The back of the book touts The Elfstones of Shannara as ‘One of the most popular fantasy tales of all time’ which I’ve never heard of before since it was published before my birth.  Again, I must confess that I am well versed in Tolkien and Lewis despite those books also being published before my birth.  My parents just weren’t Brooks fans apparently.

One thing I immediately notice is the lack of ridiculous names which, while many a summer has been filled with tales of Tanthalas Quisif-Nan Pah and Lauralanthalasa Kanan, I am incredibly grateful for.  There is nothing wrong with creating these grand, universe appropriate names for your characters I JUST CAN’T PRONOUNCE THEM.  Also, Demons is spelled like that instead of the deamons I’ve been reading about in WH40K that don’t exist.  The premise also strikes me as similar to the premise of Sea of Monsters (Rick Riordan) but instead of finding a golden fleece they just plant a new tree.  Of course I doubt Ellcrys is a person…

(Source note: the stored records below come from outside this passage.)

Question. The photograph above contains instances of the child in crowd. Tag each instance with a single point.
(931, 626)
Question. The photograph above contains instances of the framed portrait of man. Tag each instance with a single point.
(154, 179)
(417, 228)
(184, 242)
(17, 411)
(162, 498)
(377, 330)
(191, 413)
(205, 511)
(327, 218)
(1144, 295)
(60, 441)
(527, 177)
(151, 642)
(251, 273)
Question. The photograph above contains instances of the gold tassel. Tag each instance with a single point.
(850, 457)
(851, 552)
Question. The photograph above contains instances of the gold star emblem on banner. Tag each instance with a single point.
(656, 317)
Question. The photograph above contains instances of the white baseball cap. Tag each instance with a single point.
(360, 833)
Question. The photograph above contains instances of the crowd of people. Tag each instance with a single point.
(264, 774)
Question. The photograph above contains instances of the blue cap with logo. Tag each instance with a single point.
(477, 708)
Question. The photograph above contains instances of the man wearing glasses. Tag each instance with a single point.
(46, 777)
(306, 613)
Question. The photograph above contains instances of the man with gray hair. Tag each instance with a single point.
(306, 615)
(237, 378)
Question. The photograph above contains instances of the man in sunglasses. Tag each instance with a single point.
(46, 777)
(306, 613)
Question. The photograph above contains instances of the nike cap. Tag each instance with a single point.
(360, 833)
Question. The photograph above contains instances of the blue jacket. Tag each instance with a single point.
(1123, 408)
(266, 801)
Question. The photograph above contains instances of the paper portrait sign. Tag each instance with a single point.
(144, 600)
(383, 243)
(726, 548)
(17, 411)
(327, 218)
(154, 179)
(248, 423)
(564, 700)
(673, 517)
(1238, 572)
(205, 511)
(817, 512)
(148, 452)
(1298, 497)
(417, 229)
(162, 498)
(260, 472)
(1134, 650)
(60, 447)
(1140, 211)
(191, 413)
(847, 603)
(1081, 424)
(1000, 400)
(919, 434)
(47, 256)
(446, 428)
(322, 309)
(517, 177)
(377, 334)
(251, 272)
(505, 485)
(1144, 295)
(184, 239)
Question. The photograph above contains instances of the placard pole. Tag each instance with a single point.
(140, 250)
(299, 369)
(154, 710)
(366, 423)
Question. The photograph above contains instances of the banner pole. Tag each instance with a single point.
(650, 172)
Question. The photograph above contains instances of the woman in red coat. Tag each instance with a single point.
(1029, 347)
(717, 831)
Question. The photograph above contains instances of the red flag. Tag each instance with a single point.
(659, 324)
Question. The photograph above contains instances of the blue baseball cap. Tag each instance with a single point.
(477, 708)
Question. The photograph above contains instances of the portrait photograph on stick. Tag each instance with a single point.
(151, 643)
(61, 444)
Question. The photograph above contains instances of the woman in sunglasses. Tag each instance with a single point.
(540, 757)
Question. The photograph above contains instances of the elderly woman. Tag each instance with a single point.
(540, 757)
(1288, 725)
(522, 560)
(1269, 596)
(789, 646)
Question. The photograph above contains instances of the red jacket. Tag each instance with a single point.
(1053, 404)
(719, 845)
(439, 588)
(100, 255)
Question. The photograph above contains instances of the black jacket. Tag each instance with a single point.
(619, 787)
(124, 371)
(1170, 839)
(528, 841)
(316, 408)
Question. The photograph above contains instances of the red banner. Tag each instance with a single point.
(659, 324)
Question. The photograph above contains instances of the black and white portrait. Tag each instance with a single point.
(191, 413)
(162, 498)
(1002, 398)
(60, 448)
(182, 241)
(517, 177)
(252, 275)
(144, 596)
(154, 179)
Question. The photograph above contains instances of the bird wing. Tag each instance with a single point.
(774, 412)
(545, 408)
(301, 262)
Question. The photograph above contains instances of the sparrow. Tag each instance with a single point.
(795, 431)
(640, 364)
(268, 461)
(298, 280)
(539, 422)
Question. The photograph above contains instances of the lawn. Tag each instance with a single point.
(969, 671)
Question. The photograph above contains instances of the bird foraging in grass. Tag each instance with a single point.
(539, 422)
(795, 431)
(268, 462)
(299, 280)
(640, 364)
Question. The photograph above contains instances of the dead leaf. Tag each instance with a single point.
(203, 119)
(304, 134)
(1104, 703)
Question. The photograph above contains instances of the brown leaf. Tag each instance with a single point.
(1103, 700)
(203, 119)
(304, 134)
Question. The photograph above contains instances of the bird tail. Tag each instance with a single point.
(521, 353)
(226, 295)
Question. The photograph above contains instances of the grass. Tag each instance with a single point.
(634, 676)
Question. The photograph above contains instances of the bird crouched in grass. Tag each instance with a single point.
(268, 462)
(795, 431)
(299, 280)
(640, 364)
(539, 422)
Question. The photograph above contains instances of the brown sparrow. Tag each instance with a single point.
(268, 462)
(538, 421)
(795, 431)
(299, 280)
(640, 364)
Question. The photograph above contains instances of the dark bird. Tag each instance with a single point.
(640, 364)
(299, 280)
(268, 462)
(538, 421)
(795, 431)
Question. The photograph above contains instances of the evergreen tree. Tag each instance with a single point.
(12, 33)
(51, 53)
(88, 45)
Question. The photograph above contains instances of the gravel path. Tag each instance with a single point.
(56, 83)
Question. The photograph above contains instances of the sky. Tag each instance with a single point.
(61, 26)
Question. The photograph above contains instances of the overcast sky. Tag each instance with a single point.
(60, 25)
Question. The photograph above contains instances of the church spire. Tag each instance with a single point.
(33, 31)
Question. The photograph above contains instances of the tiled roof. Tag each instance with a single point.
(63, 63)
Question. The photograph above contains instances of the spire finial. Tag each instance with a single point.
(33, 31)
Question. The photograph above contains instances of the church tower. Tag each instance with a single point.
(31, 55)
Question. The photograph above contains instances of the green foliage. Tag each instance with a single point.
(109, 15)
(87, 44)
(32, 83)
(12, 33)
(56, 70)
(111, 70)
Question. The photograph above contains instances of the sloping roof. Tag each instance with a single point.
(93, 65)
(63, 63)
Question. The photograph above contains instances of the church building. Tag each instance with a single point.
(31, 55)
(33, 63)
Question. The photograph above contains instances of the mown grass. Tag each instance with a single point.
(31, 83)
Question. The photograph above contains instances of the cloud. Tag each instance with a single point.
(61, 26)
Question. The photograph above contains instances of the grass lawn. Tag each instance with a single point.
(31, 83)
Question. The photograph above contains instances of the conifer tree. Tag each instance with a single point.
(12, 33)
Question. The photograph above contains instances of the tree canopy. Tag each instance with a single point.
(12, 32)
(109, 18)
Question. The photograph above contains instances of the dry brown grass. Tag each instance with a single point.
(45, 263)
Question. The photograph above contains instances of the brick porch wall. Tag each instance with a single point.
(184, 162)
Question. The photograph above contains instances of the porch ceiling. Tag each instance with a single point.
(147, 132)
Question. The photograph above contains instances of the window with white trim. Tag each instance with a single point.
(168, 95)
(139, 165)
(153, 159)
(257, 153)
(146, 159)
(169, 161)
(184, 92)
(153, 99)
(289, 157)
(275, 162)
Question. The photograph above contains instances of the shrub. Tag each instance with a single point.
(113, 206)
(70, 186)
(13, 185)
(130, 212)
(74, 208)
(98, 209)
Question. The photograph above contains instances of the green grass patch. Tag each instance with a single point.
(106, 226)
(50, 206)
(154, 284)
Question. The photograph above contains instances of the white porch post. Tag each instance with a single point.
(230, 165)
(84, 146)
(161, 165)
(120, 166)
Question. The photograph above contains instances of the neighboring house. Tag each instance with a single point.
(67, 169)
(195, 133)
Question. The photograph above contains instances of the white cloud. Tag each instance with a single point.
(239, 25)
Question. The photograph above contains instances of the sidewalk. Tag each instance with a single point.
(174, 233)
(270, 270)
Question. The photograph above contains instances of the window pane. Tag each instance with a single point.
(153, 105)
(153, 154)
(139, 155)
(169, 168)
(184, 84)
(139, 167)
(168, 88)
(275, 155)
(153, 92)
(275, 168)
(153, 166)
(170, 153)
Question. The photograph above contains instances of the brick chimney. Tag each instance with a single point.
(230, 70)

More Than Mortal Sagas Isu. 1, 2, 3; Sharon Scott, Romano20160716_150430

I didn’t buy this and I know nothing about it.  One of my sisters friends bought it for her thinking it was the first three issues of Vaughan and Staples Saga.  The characters and story seem to be based on Irish folklore and mythology which I can totally get behind.  Cool stuff.  Really, that’s all I have for this.

King of Kings, Leaves’ Eyes20160716_150541

While shopping we ran into a music store and they didn’t have letlive.  I was rather put out.  I did find this, however, an album by Norwegian/German symphonic metal band Leaves’ Eyes.   I assumed by the art they were symphonic, so I went with it.  (IT’S AWESOME).  No regrets here.  There will be a review up this Tuesday or the next, so stay tuned!

This has been According to Hatchet, thanks for being here.